News

Orange rise to the bait in a predicable manner

Cartoonist Ian Knox who was a long-standing friend of artist Joe McWilliams
Cartoonist Ian Knox who was a long-standing friend of artist Joe McWilliams Cartoonist Ian Knox who was a long-standing friend of artist Joe McWilliams

Irish News cartoonist Ian Knox, who was a long-standing friend of artist Joe McWilliams who died last month, gives his views on the controversy.

WHAT a shame Joe couldn't hang around long enough to enjoy the effect his great "Christian flautists" painting had on his chosen target. I can only look on with envy.

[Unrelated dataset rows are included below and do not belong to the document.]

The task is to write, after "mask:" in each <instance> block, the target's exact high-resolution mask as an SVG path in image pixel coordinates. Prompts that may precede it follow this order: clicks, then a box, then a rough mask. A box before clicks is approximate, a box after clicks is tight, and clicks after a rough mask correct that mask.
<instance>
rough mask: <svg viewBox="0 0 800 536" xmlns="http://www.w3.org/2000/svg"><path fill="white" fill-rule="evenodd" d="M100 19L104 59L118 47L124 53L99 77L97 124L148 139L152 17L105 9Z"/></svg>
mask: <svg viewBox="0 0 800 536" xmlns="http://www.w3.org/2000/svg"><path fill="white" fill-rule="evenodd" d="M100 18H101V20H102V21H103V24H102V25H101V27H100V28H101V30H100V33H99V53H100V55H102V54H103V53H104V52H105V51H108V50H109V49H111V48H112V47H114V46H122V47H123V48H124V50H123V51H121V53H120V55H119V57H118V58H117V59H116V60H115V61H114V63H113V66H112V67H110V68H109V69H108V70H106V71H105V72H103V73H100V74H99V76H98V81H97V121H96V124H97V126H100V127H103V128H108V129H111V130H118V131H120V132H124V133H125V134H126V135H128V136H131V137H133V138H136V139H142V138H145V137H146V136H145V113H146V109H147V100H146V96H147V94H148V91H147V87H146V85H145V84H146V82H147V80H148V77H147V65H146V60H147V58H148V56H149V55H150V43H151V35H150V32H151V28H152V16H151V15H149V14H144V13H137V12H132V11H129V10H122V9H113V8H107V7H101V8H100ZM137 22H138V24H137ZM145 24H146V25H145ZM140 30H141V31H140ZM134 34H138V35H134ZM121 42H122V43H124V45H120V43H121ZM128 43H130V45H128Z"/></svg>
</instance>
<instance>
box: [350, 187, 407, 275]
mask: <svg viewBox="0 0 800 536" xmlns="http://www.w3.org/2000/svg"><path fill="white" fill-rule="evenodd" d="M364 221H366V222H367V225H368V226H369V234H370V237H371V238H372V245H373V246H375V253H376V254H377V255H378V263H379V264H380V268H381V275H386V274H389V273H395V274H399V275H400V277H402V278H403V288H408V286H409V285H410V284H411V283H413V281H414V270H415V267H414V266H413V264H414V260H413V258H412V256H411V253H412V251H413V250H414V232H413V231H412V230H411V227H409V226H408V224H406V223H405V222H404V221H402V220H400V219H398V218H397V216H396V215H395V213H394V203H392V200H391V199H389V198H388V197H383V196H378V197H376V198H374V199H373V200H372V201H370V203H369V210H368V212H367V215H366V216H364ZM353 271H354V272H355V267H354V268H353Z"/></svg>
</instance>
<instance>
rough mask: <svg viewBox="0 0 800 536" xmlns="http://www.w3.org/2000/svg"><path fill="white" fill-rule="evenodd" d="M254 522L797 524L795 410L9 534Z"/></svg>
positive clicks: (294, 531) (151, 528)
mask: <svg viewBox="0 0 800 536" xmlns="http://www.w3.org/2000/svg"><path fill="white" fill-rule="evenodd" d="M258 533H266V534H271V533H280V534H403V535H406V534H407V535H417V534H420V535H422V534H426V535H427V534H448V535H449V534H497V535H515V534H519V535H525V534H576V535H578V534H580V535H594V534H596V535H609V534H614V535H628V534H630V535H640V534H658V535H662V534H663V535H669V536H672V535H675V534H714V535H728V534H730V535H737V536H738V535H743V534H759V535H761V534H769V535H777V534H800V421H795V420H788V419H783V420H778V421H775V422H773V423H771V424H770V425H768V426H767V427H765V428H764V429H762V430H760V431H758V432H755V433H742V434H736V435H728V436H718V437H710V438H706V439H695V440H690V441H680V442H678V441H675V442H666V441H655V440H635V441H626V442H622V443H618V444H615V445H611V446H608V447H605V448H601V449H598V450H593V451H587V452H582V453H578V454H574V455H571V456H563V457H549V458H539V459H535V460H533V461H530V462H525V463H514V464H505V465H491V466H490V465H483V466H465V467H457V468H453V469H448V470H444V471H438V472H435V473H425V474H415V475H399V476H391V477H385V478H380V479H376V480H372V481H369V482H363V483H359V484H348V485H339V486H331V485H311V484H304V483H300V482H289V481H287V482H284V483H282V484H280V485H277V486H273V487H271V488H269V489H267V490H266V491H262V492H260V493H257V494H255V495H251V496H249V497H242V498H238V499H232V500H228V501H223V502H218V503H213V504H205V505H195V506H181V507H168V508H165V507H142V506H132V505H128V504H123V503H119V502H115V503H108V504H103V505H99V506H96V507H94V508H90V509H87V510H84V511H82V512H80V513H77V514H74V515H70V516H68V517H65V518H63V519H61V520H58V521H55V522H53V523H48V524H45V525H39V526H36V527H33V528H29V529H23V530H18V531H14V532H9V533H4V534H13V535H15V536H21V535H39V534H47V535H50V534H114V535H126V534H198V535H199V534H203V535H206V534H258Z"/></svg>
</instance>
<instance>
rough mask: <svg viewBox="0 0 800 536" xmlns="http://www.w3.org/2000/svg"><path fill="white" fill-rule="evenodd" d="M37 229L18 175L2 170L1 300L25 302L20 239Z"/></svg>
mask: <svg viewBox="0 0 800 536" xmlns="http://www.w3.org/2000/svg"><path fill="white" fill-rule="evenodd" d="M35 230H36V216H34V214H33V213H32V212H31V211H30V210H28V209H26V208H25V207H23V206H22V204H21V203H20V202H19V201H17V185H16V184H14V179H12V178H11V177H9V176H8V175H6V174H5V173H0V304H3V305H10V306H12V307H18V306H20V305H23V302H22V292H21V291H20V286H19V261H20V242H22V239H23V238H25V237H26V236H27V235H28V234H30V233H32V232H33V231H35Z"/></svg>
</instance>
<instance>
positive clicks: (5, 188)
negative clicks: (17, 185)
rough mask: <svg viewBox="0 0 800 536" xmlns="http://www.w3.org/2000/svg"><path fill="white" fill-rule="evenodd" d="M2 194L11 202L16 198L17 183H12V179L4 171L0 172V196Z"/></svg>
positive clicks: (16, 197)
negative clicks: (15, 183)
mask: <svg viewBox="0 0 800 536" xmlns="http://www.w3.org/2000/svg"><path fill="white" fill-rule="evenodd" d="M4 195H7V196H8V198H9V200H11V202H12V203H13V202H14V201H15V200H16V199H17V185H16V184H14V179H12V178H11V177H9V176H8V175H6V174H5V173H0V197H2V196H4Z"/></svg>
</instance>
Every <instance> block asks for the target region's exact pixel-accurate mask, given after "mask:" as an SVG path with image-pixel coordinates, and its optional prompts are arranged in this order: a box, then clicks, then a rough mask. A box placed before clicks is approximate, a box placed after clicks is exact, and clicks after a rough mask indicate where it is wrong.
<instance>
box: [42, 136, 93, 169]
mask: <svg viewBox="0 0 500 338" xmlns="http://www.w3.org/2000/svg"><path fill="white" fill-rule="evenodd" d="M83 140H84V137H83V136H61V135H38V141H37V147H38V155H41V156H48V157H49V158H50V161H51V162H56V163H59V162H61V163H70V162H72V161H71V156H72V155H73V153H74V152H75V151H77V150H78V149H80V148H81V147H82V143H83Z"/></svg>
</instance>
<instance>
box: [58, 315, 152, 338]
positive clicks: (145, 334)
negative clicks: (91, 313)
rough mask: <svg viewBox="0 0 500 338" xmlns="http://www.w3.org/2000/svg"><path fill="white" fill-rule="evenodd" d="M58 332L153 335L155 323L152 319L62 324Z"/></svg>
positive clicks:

It's bizarre too that the Orange and TUV targets should rise in such a predictably brain-dead manner to the bait.

A little checking by those protectors of public space, who love to live in the past, would have shown that Orange marching bands have clearly documented links to the setting up of the first British section of the Ku Kux Klan back in Glasgow in the late 1930s or early 40s.

The culprit was notorious black shirt strike-breaker and drummer in the Bridgeton Purple and Crown Orange marching band, Billy Fullerton.

Fullerton, rather than William of Orange, was a frequent Twelfth visitor to Belfast during the July marching season was the "Billy" of the notorious Brigtown Boys who terrorised Catholics, Jews, trade unionists and any foreign nationals unfortunate to end up in the sectarian cauldron of 1930s Glasgow.